The use of proverbs, idioms, sayings and stories is part of the community life. Elders, for example, use them freely as they share information or teach their children about things around them (traditions). A good example is this Gikuyu proverb: One who associates with a person with bad behaviors risks falling into them. This teaching was mainly done around a fireplace. However and quite unfortunately, the fast encroaching urban culture and more so, changes in the young generation are fast affecting this ethnic mode of communication. The young generation is losing touch with this rich Kikuyu tradition.
John 1:10-11: “If anyone comes to your meeting and does not teach the truth about Christ, do not invite that person into your home or give any kind of encouragement.”

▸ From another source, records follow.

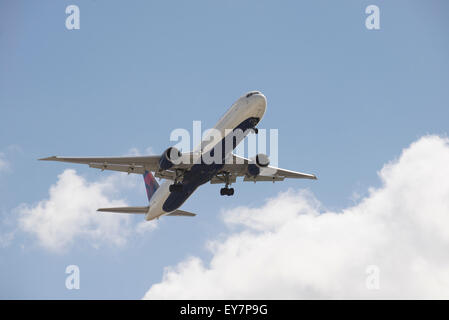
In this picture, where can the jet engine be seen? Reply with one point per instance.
(168, 158)
(261, 161)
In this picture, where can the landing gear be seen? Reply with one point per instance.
(177, 185)
(227, 191)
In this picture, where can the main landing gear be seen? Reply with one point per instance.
(226, 191)
(177, 186)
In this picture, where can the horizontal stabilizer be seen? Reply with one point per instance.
(181, 213)
(136, 210)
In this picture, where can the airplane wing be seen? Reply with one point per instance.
(143, 210)
(137, 165)
(239, 168)
(124, 164)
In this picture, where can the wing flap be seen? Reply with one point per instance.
(181, 213)
(131, 210)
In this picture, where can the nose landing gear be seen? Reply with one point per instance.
(227, 191)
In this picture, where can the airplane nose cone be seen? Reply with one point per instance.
(259, 103)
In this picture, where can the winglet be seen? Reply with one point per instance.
(52, 158)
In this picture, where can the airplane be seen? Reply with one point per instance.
(185, 172)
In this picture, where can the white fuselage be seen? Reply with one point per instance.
(251, 105)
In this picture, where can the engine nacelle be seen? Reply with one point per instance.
(261, 161)
(169, 158)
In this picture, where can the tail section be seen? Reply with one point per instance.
(150, 184)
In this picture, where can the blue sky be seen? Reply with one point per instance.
(346, 100)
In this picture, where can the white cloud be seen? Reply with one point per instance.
(291, 248)
(70, 212)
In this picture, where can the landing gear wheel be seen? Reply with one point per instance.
(227, 191)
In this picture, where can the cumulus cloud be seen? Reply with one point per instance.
(70, 213)
(290, 247)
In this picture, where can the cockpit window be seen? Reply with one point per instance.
(252, 93)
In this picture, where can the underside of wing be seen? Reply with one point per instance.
(181, 213)
(135, 210)
(239, 168)
(123, 164)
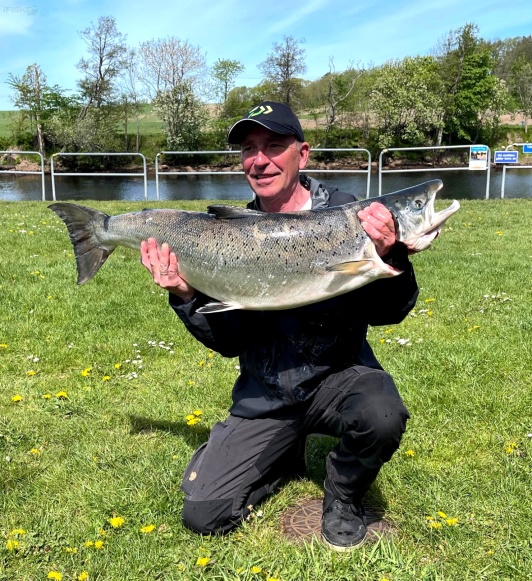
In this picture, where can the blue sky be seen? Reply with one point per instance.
(366, 32)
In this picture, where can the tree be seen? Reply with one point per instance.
(521, 87)
(173, 74)
(406, 101)
(107, 57)
(282, 67)
(470, 88)
(37, 100)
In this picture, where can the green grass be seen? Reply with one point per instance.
(118, 447)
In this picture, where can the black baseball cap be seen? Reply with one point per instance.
(276, 117)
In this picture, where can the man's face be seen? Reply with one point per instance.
(272, 162)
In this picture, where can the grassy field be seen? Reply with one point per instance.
(96, 383)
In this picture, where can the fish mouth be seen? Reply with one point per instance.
(437, 220)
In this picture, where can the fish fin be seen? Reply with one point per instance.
(81, 223)
(222, 212)
(354, 267)
(216, 307)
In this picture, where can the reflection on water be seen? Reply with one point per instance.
(458, 184)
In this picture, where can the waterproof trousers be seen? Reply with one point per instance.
(244, 459)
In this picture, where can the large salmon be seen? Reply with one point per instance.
(246, 259)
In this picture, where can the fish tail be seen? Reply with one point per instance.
(83, 224)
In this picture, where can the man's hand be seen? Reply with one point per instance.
(378, 223)
(164, 267)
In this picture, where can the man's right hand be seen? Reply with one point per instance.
(164, 267)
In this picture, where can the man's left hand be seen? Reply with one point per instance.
(378, 223)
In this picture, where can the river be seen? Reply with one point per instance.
(458, 184)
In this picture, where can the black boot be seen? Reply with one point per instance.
(343, 524)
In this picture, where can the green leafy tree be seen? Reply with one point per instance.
(406, 102)
(282, 68)
(521, 87)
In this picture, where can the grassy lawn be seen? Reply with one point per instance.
(96, 383)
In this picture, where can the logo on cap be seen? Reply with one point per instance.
(260, 110)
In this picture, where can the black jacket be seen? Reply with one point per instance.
(285, 354)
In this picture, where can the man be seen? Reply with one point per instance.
(304, 370)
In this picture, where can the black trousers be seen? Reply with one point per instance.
(244, 459)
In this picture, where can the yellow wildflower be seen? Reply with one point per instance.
(116, 522)
(12, 545)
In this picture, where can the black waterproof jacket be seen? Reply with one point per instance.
(285, 354)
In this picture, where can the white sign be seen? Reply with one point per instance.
(478, 157)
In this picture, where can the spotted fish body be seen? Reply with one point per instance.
(246, 259)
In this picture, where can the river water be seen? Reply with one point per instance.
(458, 184)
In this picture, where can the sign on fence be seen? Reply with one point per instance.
(506, 157)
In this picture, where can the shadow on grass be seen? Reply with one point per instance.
(191, 434)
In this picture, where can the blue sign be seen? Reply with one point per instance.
(506, 156)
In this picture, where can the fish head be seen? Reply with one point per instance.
(417, 224)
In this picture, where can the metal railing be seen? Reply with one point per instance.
(439, 147)
(21, 171)
(144, 174)
(240, 172)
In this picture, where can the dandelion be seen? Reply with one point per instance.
(116, 522)
(12, 545)
(17, 533)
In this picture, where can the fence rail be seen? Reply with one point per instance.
(20, 171)
(144, 174)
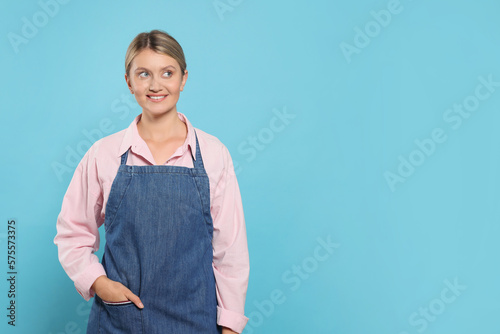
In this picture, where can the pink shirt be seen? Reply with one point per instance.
(84, 204)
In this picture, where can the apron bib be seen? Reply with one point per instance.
(158, 230)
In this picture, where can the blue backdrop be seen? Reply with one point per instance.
(363, 132)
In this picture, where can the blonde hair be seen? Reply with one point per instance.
(158, 41)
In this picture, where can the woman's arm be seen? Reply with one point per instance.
(231, 259)
(77, 226)
(226, 330)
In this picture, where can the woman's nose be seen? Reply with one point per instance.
(154, 85)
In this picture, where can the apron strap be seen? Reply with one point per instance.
(198, 163)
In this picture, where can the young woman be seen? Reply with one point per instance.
(176, 256)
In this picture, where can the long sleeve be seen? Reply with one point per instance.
(77, 227)
(231, 260)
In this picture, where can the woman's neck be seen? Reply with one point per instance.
(161, 128)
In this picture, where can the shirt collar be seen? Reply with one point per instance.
(134, 141)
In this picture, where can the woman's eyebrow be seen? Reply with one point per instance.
(145, 69)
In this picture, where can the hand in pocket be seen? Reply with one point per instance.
(112, 291)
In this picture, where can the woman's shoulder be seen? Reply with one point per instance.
(107, 147)
(213, 150)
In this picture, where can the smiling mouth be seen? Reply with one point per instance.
(156, 98)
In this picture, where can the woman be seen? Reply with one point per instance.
(176, 256)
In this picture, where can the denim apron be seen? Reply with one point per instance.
(158, 230)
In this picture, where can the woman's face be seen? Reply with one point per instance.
(156, 81)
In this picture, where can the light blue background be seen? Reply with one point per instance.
(320, 176)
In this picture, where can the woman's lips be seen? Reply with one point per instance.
(157, 98)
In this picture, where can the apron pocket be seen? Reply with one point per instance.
(120, 317)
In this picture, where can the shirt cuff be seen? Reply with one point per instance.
(233, 320)
(84, 282)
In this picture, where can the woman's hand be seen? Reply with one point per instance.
(112, 291)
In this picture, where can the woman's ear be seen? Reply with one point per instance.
(184, 78)
(129, 84)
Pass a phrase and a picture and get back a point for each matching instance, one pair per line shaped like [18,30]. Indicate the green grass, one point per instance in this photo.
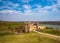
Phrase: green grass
[26,38]
[51,31]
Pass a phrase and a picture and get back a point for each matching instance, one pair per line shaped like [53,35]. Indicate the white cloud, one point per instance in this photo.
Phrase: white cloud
[26,1]
[26,6]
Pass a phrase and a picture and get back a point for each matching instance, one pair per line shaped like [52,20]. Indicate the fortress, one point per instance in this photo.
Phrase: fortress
[30,26]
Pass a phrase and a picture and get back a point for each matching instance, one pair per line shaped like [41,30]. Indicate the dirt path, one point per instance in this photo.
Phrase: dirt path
[48,35]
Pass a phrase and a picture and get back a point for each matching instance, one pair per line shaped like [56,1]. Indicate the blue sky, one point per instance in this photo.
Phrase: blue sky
[30,10]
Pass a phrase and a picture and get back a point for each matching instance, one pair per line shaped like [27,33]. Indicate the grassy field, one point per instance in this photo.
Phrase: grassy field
[26,38]
[6,26]
[51,31]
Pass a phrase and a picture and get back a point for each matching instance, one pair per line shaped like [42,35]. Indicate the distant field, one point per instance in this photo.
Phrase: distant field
[26,38]
[51,31]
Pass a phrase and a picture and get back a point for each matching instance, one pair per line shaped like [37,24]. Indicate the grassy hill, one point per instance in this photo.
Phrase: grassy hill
[26,38]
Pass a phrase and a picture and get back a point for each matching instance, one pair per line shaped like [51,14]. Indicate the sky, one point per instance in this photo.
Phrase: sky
[29,10]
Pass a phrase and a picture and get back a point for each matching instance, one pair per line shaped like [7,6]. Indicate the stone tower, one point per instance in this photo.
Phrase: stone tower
[27,26]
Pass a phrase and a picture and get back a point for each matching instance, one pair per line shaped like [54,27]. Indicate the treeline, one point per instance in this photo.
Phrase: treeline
[51,22]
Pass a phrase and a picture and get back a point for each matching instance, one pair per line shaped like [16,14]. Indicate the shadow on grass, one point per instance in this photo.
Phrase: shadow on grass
[5,33]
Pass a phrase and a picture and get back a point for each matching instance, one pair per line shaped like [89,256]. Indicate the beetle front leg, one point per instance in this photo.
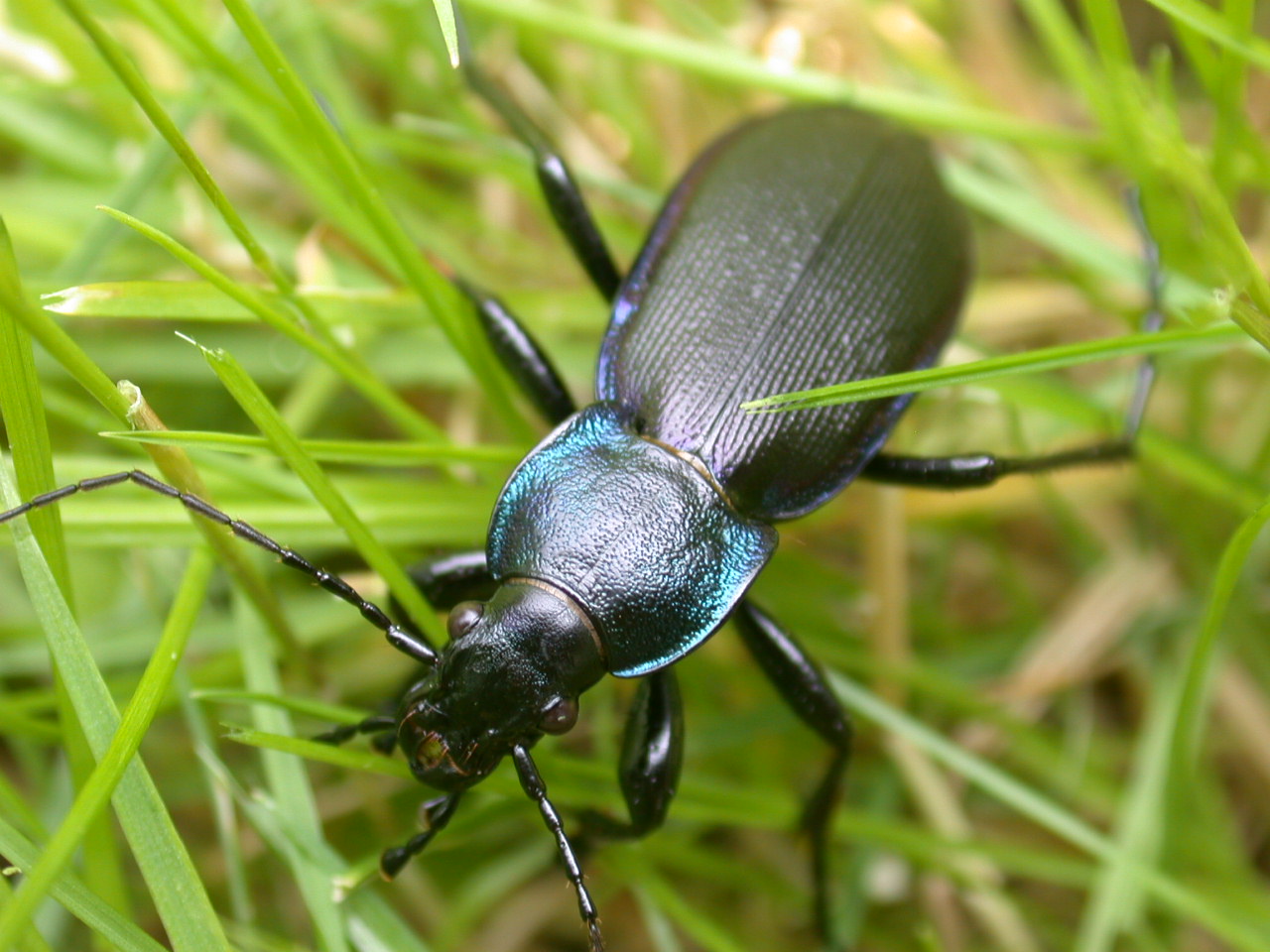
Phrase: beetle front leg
[652,757]
[436,814]
[531,780]
[802,684]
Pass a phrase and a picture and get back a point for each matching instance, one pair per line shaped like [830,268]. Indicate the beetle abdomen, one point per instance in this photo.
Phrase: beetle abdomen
[808,248]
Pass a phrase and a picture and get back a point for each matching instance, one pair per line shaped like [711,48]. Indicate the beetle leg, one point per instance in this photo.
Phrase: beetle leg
[531,780]
[983,468]
[376,724]
[802,684]
[453,578]
[520,353]
[436,814]
[652,756]
[559,188]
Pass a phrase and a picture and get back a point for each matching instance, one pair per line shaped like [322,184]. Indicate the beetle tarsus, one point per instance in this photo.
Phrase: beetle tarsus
[534,787]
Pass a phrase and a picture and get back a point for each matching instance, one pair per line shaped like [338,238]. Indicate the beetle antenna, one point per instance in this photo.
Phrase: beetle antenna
[531,780]
[414,645]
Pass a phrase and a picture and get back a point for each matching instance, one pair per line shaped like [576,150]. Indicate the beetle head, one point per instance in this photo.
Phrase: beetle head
[512,671]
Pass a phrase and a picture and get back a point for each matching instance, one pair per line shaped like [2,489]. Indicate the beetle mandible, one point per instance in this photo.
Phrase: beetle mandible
[806,248]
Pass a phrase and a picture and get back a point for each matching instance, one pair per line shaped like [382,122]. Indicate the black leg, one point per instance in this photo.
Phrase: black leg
[516,348]
[454,578]
[983,468]
[376,724]
[561,189]
[652,757]
[802,684]
[520,353]
[414,645]
[435,815]
[531,780]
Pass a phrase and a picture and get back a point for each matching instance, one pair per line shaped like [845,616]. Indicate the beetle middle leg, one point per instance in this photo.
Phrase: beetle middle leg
[559,186]
[974,470]
[652,757]
[804,688]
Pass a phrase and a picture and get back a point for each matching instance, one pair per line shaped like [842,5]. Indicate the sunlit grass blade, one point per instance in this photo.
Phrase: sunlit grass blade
[171,875]
[334,451]
[105,777]
[77,898]
[254,403]
[1206,910]
[994,367]
[352,371]
[726,63]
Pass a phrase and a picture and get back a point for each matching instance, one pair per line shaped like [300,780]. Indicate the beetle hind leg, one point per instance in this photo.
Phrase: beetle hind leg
[801,682]
[974,470]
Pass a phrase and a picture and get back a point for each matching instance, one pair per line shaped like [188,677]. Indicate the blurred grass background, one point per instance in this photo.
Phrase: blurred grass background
[1062,684]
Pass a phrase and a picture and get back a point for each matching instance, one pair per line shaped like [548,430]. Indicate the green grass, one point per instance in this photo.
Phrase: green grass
[1062,685]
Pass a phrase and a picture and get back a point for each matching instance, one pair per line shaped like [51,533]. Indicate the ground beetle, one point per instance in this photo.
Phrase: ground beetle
[806,248]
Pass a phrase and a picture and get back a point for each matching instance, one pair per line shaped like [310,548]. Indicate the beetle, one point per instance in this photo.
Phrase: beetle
[804,248]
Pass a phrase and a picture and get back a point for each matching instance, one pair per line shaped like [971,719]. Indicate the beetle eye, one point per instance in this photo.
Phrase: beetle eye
[462,617]
[559,716]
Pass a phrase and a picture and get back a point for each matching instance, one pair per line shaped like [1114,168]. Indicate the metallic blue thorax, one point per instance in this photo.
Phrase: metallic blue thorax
[634,532]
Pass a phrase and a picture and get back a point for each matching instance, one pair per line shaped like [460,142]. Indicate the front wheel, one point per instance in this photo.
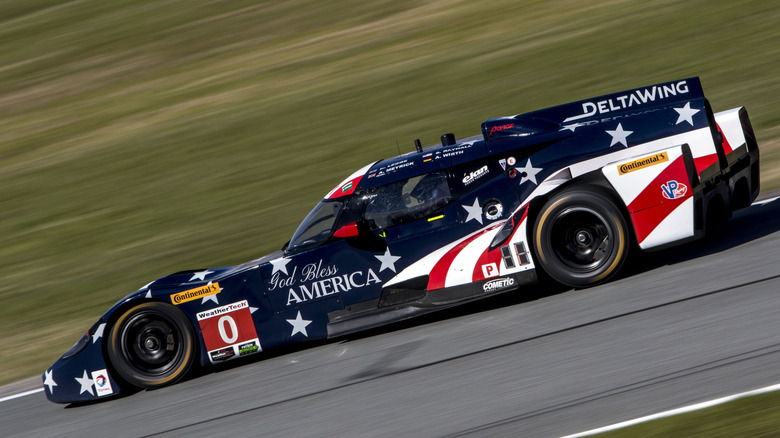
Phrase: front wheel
[580,238]
[152,345]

1 Corinthians 15:33-34: “Be not deceived: evil communications corrupt good manners. Awake to righteousness, and sin not; for some have not the knowledge of God: I speak this to your shame.”
2 Corinthians 6:14-16: “Stop becoming unevenly yoked with unbelievers.”
1 Corinthians 5:11: “I am writing to tell you that you must not associate with those who call themselves believers in Christ but who sin sexually, or are greedy, or worship idols, or abuse others with words, or get drunk, or cheat people. Do not even eat with people like that.”
Proverbs 13:20-21: “Spend time with the wise and you will become wise, but the friends of fools will suffer.”
Proverbs 24:1-2: “Do not envy the wicked, do not desire their company; for their hearts plot violence, and their lips talk about making trouble.”
Proverbs 14:6-7: “The mocker seeks wisdom and finds none, but knowledge comes easily to the discerning. Stay away from a fool, for you will not find knowledge on their lips.”
Psalm 26:4-5: “I do not spend time with liars, nor do I make friends with those who hide their sin.”
Contemporary Use and Religious Application
The Kikuyu ethnic community, and in a particular those living in the rural setups, are fond of using proverbs, sayings, idioms and stories as their mode of communication. But the fast growth of other modes of communication such as other languages and Sheng, for example, are now common mainly among the young generation and common in the urban centers. This is fast affecting the languages usage/impact.
Apart from the elders in the community, the Christian Churches are equally making its efforts in promoting this mode of ethnic communication among the Kikuyu, but the somewhat “negative” environment around it is equally affecting it. In this particular proverb, the moral teaching is making every effort to avoid copying bad habits from people one gets to ‘associate’ with any level in one’s life — old or young.
The proverb encourages attentiveness to, and careful listening to, a wide variety and diversity of situations and people.